A new disclosure Form 8938 is required for any individual who, for any tax year beginning after March 18, 2010, holds specified foreign financial assets with an aggregate value exceeding $50,000.
Specified foreign financial assets include financial accounts maintained by foreign financial institutions and other assets not held in accounts maintained by financial institutions, such as stock or securities issued by non-U.S. persons, financial instruments or contracts with issuers or counterparties that are non-U.S. persons, and interests in certain foreign entities. However, no disclosure is required for interests that are held in a custodial account with a U.S. financial institution.
The penalty for failing to report specified foreign financial assets for a tax year is $10,000. However, if this failure continues for more than 90 days after the day on which the IRS mails notice of the failure to the individual, additional penalties of $10,000 for each 30-day period (or fraction of the 30-day period) during which the failure continues after the expiration of the 90-day period, with a maximum penalty of $50,000.

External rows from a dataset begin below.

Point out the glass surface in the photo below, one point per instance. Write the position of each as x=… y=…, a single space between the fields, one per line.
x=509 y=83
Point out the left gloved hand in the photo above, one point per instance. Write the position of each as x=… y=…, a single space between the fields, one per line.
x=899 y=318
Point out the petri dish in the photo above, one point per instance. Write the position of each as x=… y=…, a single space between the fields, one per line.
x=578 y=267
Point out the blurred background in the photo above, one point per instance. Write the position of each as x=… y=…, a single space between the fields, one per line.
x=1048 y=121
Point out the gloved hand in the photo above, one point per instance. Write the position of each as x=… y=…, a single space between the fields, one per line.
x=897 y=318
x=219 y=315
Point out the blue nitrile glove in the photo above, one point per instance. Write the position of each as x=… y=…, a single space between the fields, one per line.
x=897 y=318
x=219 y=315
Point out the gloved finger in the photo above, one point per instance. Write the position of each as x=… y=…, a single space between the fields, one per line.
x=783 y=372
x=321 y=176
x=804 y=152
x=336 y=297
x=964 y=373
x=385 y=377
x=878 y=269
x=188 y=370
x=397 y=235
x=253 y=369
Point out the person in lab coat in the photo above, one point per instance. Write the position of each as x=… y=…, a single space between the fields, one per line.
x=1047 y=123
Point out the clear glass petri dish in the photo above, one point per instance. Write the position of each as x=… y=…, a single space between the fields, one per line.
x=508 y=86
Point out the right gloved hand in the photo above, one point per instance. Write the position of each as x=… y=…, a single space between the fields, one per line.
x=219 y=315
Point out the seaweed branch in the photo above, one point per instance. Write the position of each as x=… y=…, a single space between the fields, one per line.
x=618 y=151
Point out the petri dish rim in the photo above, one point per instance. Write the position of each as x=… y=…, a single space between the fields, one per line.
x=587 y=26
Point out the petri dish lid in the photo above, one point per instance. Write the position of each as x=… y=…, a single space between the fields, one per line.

On January 9, 2012 the IRS reopened the Offshore Voluntary Disclosure Program (OVDP). The program’s primary objective is to encourage those individuals with undisclosed offshore accounts to get current with their taxes. For the new program, the penalty framework requires individuals to pay a penalty of 27.5% of the highest aggregate balance in foreign bank accounts/entities or value of foreign assets during the eight full tax years prior to the disclosure. That is up from 25% in the 2011 program. Some taxpayers will be eligible for 5 or 12.5% penalties; these remain the same in the new program as in 2011. The provisions in this program are quite extensive and beyond the scope of this article.